New warning signs that Humana may be pulling out of the ACA insurance exchanges, coupled with UnitedHealthcare’s recent exits, has reignited the debate about the stability of the insurance marketplaces. Ironically, blame for undermining the exchanges may ultimately lie with one of the ACA’s most popular provisions: allowing young adults to join their parent’s insurance.
Without question, some critics have oversold the impending collapse of the ACA insurance marketplaces, but serious challenges do persist. Perhaps the most important hurdle for the overall health of the exchanges has been encouraging less costly individuals to sign up. Unsurprisingly, thus far the exchanges have attracted particularly expensive enrollees. According to a recent report from Blue Cross Blue Shield, exchange enrollees were 22 percent more expensive than those insured through their employers. In short, the marketplaces need more young, healthy individuals to sign up.

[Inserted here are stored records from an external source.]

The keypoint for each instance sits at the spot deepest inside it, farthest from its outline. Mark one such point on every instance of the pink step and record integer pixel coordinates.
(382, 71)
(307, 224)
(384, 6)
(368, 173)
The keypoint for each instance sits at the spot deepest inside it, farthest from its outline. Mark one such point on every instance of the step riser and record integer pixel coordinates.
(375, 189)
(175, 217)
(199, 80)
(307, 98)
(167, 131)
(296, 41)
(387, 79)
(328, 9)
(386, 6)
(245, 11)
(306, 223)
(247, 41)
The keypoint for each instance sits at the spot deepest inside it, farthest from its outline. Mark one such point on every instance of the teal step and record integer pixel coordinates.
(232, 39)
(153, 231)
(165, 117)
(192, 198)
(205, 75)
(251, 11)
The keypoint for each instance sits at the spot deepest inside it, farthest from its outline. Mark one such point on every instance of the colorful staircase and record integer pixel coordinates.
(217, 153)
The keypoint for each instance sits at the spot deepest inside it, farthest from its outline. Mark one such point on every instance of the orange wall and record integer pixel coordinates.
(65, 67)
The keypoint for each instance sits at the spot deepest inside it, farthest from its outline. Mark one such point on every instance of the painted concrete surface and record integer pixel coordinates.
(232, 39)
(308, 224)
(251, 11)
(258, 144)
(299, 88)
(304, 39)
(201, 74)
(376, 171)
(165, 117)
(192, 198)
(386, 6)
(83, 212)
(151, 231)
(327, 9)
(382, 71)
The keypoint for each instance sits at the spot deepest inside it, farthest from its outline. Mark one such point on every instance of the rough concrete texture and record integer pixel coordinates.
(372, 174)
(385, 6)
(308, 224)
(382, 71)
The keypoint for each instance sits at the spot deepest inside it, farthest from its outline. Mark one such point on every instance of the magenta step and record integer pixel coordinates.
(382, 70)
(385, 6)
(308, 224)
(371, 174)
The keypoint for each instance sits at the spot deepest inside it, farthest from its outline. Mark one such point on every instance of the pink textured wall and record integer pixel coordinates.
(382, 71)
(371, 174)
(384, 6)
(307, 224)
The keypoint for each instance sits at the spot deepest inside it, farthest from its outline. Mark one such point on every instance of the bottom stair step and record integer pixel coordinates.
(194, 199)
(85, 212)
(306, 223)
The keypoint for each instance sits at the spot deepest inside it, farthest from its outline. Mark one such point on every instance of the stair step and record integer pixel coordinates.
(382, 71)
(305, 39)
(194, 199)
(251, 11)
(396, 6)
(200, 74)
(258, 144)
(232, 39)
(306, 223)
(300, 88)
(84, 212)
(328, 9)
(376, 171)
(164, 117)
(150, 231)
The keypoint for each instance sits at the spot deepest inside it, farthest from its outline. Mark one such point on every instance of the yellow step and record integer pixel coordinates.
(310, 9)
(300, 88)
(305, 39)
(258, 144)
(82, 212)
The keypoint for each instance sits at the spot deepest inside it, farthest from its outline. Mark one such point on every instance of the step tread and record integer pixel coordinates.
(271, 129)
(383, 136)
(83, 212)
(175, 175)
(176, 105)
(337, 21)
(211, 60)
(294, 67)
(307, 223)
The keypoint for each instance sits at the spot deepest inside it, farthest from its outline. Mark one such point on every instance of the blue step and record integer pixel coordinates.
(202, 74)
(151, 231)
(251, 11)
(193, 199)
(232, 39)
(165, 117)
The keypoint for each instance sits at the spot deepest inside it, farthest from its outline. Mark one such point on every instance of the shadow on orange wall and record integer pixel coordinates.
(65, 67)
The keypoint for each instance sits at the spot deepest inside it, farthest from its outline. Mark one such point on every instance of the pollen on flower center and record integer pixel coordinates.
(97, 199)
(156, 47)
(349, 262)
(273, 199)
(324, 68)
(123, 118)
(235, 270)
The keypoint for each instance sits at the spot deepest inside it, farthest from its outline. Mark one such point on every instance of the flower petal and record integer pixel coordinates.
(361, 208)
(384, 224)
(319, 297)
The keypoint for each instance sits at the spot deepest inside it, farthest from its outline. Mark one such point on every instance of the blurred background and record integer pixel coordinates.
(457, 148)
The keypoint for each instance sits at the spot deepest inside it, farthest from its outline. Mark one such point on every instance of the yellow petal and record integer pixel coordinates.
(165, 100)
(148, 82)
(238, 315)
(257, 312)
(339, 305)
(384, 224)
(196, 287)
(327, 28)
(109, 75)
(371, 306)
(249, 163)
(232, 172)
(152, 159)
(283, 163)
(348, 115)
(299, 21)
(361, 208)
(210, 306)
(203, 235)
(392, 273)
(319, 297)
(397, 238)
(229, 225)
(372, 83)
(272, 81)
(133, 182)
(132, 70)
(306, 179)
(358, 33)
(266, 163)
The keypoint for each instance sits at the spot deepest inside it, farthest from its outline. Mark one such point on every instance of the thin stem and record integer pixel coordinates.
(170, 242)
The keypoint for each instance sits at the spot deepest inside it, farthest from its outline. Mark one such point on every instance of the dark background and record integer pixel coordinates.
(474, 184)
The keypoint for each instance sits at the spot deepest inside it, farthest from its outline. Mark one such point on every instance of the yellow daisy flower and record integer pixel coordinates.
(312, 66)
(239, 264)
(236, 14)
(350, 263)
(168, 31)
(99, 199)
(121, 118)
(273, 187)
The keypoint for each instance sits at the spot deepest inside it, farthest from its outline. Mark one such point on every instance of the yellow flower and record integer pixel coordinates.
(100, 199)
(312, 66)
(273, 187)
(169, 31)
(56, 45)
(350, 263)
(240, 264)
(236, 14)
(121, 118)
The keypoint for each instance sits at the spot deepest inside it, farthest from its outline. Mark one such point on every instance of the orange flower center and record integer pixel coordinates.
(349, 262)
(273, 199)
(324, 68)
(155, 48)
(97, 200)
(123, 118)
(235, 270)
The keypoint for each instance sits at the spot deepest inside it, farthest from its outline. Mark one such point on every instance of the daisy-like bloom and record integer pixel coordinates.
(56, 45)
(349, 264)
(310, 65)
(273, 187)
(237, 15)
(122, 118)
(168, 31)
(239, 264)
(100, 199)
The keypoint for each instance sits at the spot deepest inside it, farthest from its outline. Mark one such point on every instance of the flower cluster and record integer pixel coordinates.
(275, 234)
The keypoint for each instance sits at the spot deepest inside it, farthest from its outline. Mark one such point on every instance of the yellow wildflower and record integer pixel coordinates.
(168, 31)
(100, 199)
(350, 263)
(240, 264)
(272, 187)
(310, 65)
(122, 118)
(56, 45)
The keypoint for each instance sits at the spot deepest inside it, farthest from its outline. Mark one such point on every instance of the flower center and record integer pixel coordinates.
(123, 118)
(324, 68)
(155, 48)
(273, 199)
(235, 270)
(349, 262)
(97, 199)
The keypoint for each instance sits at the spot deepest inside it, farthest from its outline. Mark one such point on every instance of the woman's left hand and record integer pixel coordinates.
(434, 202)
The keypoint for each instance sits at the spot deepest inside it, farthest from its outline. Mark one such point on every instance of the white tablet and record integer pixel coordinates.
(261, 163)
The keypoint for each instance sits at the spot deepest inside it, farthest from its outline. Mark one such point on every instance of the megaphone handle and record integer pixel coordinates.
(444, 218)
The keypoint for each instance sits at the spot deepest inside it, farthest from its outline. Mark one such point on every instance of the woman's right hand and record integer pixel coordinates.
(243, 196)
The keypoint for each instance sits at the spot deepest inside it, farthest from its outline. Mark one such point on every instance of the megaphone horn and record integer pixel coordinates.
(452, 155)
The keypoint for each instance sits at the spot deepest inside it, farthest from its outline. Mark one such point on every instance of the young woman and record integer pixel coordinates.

Attracting the healthier population is critical for the exchanges because they use a form of community rating — a system where insurers are restricted from charging different prices to healthy and sick customers. The modified version used in the ACA exchanges only allows for relatively minor adjustments based on age, geographic area, and tobacco use.
Since everyone pays roughly similar prices, the healthy often pay more in premiums than they recoup through claims, while the sick pay “too little.” In short, community rated insurance is often a bad deal for the healthy.
If the healthy choose to forego coverage, insurers must increase prices for the relatively expensive group that remains. Higher prices, in turn, could lead the healthiest remaining individuals to drop coverage, leading to still higher prices, and so on. This kind of “death spiral” can lead to the collapse of community-rated insurance markets.
Basic economics points to a fundamental policy takeaway: To be successful, community-rated markets must be paired with policies that encourage entry of the lower cost population. Inexplicably, the ACA does the exact the opposite.
One of the seemingly innocuous provisions of the ACA was to allow those between 18 and 26 to be considered dependents on their parents’ health insurance plan (prior to the ACA the limit was age 18). Rather than buying a policy on the exchange, those under 26 can simply join their parent’s plan instead.
This has proved to be a remarkably popular feature across the political spectrum. Based on a survey by the Kaiser Family Foundation, 76 percent of Americans viewed the provision favorably, including nearly 70 percent of Republican respondents. More importantly, a large number of 18-26 year olds have taken advantage of the policy. According to the Department of Health and Human Services, roughly 3 million young adults are on a parent’s plan as a result of the provision.
Popular or not, though, the under-26 provision directly undermines the community-rated exchanges. Rather than encouraging the young to participate, the architects of the ACA went out of their way to introduce a new policy that funnels young, healthy adults away from the exchanges. The provisions are not simply inconsistent — they are self-defeating.
The potential implication for the exchanges is large when we consider the relevant magnitudes. In 2016, the total initial enrollment of the exchanges was only 12.7 million, a number that will likely fall to 10 or 11 million by the end of the year. Adding 3 million young adults — or even a portion of that — to a market of that size could make a huge impact on the average health of enrollees. Doing so would protect the exchanges from the potential “spiraling” incentives.
Putting aside major overhauls to the health care system, there are relatively straightforward ways to resolve these inconsistent incentives. On one hand, the ACA exchanges could eliminate (or at least loosen) the limits on community rating. Allowing for larger differences in premiums effectively means the young will pay less, encouraging greater participation. Inevitably some will criticize this as inequitable toward older enrollees, since they will lose much of their current subsidy from the healthy and be forced to shoulder more of the burden of their health costs.
The other solution is to simply eliminate the under-26 provision. Given the goals of the ACA marketplace, it is not clear why a seemingly arbitrary 8-year age group would be exempted from the exchanges in the first place. To exempt the healthiest possible group is even more puzzling.
Ultimately, supporters of the health insurance exchanges must recognize that part of their instability is self-created. With the threat of a presidential veto blocking proposals from ACA opponents, remedying the issue falls squarely on their shoulders as well. The solutions may be unpopular, but failing to resolve the internal inconsistency of these provisions means the ACA will continue to quietly undermine its own centerpiece and fuel the fires of critics.